E. Legislative and Executive Elections

Our samples include a mixture of legislative and executive elections. For some countries, executive and legislative elections take place on the same day. To investigate heterogeneity in the election date effect across election types, we have split Election month into three subindicators: one for legislative elections only, one for executive elections only, and one for simultaneous legislative and executive elections.17 We then reestimated equation (1) with these refined Election month variables. Table A4, columns 1 to 4 in the supplementary material reports the results for the non-OECD sample; columns 5 to 8 report the corresponding results for the OECD sample. We observe that the point estimates are positive for the non-OECD sample, but that it is executive elections of the head of state that drive the significance of the overall election date effect (column 3). Joint elections almost triple the size of the point estimate (column 4). The results for the OECD sample are not statistically significant.

In conclusion, our baseline result is a robust, statistically significant, and economically meaningful monthly election cycle in the growth rate of M1 in non-OECD countries. The effect is centered on the month of the election and lingers into the postelection month. The effect is strongest in executive elections. We cannot detect the effect in the sample of OECD countries. These empirical facts are new to the literature.

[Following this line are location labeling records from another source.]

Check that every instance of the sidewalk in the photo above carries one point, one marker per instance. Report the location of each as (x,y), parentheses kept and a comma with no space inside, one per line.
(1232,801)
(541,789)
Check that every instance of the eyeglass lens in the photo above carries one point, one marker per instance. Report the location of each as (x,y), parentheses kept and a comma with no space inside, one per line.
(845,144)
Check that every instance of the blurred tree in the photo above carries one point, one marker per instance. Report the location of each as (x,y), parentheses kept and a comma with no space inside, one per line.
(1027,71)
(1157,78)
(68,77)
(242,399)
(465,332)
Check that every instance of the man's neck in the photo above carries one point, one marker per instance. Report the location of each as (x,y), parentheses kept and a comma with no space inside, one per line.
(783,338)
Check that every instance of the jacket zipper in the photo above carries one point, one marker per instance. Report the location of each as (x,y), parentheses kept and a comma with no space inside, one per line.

III. The Monetary Mechanism behind the Election Date Effect

Since M1 is endogenous to the monetary system, short-term fluctuations in M1 near elections can reflect either shocks directly to the supply of the base money or shocks to the demand for money that are accommodated through the banking system.18

First, the central bank can, via open market operations, funding of government spending, or a change in its refinancing, rate affect the supply of base money, which in turn affects M1. Second, short-term fluctuations in the demand for cash money can create irregularities in the supply of money through three main channels. The first channel is substitution from broad (M2 or M3) to narrow (M1) money. Transfers between cash and bank deposits as such are neutral in their effect on M1, since this monetary aggregate is defined as the sum of the two. However, if agents liquidate broader financial assets around elections, then this substitution toward liquidity is recorded as an increase in M1. The second channel originates from the mechanics of money multipliers. When cash, which was previously hoarded outside the banking system (e.g., in the shadow economy), is used for transactions, it (partially) returns to the banking sector. This can happen in two ways. First, the hoarded cash returns directly to banks if the recipients deposit it or substitute it for deposits that they would otherwise have withdrawn. This effect is clearly strongest in societies with easy access to banking services. Second, the hoarded cash also returns to the banks if the recipients spend the cash on goods and the retailers subsequently deposit their revenue from these transactions in a bank. To the extent that the hoarded cash returns to the banking system, the commercial banks experience an increase in their reserves, which increases their potential to lend. In the monetary terminology, this reduction in cash hoardings increases, possibly with some lag, the money multiplier and, hence, M1. Third, in a fixed or managed exchange rate system with a convertible currency, an increase in the demand for local currency from abroad around the time of elections will trigger appreciation pressure, which must be accommodated by liquidity from the central bank.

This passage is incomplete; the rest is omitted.